National Geographic reported that Bost has 117 young Ozark chinquapins growing on a test plot. The location of the test plot, along with 15 other similar plots all under Bost’s care, is a closely guarded secret. 

It’s important to ensure that nothing interferes with population recovery during these fragile early stages and until the fate of the species is certain, the locations will remain hidden. 

Bost’s methods may be considered old fashioned. He collects pollen from one tree, dries it, and drives as far 20 hours to hand pollinate another healthy chinquapin. This keeps the Ozark genetic ancestry pure and non-hybridized, which Bost says could have unintended consequences. 

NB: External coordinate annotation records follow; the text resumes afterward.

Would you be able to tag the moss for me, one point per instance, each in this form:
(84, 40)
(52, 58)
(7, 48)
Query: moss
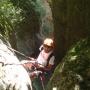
(74, 69)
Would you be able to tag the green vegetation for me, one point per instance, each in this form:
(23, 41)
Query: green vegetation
(9, 17)
(74, 71)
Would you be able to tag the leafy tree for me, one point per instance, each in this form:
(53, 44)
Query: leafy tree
(10, 16)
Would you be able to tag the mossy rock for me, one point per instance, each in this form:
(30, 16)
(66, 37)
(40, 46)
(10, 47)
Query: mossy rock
(73, 73)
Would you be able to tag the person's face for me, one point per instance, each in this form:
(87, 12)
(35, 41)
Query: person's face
(47, 48)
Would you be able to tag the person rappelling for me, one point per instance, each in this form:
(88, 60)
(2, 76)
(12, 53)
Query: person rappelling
(41, 67)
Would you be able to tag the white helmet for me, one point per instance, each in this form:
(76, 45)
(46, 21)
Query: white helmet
(48, 42)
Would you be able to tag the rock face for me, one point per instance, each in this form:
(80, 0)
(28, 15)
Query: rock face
(38, 24)
(73, 73)
(12, 75)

Researchers are currently developing DNA hybrids of the American chestnut tree by breeding it with the Chinese chestnut to create a blight-resistant tree species.

If Bost succeeds in his mission, the Ozark chestnut could once again play an important role in the ecosystem, its chestnuts offering a treasured source of food for bears, deer, and coyotes. 

The key is creating new generations of trees that are resistant to blight and genetically heartier than the generations before. 

To do this, researchers collect leaves from the new chinquapins and tests for blight resistance. By injecting a single leaf with blight, the researchers can tell within five days if the tree has a fighting chance. 

Bost could be the first person to successfully resurrect a near extinct tree species.